とみやま

白鳥のとみやまのネタバレレビュー・内容・結末

白鳥(2023年製作の映画)
3.1

このレビューはネタバレを含みます

ウェス・アンダーソン作品は、時折「どうも!ウェス・アンダーソンです!」と大声で自己紹介してくるようなものがある。「あー、知ってます。はい」と言って目を逸らしても「ウェス・アンダーソンです!!」と目を合わせるように挨拶されるので、もうちょっと物語を楽しみたいんだけどなー、という気持ちにさせてくれる、あの感じ。もしかすると今回の短編集では、今作が一番それに当てはまるのかもしれない。

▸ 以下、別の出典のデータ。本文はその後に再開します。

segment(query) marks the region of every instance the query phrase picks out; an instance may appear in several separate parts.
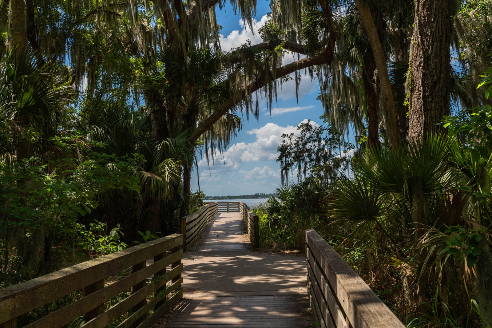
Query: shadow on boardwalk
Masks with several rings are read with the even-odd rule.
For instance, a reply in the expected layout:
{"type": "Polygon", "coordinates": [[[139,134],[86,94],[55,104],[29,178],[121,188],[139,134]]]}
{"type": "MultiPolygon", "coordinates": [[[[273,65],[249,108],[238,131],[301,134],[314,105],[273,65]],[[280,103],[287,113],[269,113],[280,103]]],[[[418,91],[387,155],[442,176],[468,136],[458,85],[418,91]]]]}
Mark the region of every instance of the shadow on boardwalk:
{"type": "Polygon", "coordinates": [[[250,246],[239,213],[219,213],[184,253],[183,300],[156,327],[311,327],[305,259],[250,246]]]}

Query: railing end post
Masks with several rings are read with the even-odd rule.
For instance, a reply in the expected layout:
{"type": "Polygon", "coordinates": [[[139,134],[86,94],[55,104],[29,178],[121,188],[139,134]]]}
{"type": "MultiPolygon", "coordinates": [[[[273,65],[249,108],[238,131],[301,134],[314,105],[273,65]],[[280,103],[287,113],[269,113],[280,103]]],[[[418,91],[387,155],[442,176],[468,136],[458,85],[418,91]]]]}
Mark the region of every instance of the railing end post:
{"type": "Polygon", "coordinates": [[[183,235],[183,249],[186,251],[186,217],[181,218],[181,234],[183,235]]]}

勧善懲悪をすり抜けた、善のない乾いた温度が物語に潜んでいる。もちろん後味のいいものではない。
なのに、映像上では、時折、ウェス・アンダーソンが「やあみんな!」みたいな感じで手を上げてくる。ポップな洒落た温度が妙に合っていない気がする。が、奥底に眠る負の温度ははっきり感じられた。感じられたけど、これが最適解ではない気がする。なんだか釈然としない。マーティン・マクドナーなどが作ったら、また違う顔を見せてくれそうな映画。